Health minister Edwina Hart was taking no prisoners during an appearance at the weekly media conference held by the Assembly Government in Cardiff Bay.
Her no-nonsense style in dealing with questions, be it from journalists or AMs, is well documented.
Mrs Hart could not resist a side swipe at Westminster health minister Ben Bradshaw, a critic of the Assembly Government's free prescriptions and hospital car parking policies. (What's 'free' about it? he asked.)
Earlier this year, Mr Bradshaw sparked a row between the Assembly and UK governments by saying the money spent on free parking would be better spent on improving patient care.
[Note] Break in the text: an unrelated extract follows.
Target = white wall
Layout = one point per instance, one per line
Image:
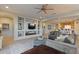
(10, 22)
Mrs Hart was quick to pick up on the Northern Ireland Assembly's decision to make all prescriptions there free this week.
The move would leave NHS patients in England alone in paying the charges.
Mrs Hart curtly observed: "There was no waspish comment from some junior minister called Ben Bradshaw about that."
She also reminded journalists how she had negotiated extra opening hours and services in GPs' surgeries directly with the profession, avoiding the uproar on the same issue across the border.
And in case her own staff were feeling too comfortable, the minister swept into the briefing room early to remark, 'there are more government press officers than media in here'.
Surely, no surprise then, when a few hours later she announced details of a planned reorganisation of the NHS in Wales and made herself the chair of a new national advisory board for the service.
Rhodri Morgan and deputy Ieuan Wyn Jones are back at the Assembly after a promotional tour to the Ryder Cup in Kentucky.
The first minister was upbeat about Team Wales performance in raising the Welsh profile in the US ahead of the next prestige golf tournament at the Celtic Manor course in Newport.
While the Americans took the trophy, they handed the responsibility for organising the 2010 shindig to Wales.
The display of Welsh memorabilia at the Valhalla course in Louisville stuck in Mr Morgan's mind, in particular the Dragon branded periscopes which allowed the more vertically challenged spectators to view the action over the heads of taller compatriots who were clearly in no mood to move out of their way in the gallery.
The two ministers, however, strived to avoid any 'Jim Callaghan moment' (Crisis? What crisis?") after arriving in the teeth of a growing economic maelstrom.
Could it really be so bad for Gordon Brown and Labour?
This poll from the Observer/Politicshome.com predicts a swathe of blue appearing across the map of Wales if a general election were imminent.
Such a change from when Labour Welsh Secretary Ron Davies greeted a 'Tory free zone' in Wales in the 1990s.
Clwyd West Conservative MP David Jones is leading the cautious optimism in his party where, in truth, some must be salivating at the thought of such a landslide.
Not so much a white-wash, more of a blue rinse.
But Vale of Clwyd, Clwyd South, Delyn, Aberconwy all to fall to the Tories, and Ynys Mon to Plaid Cymru...
It's just one poll. No-one has called a general election yet.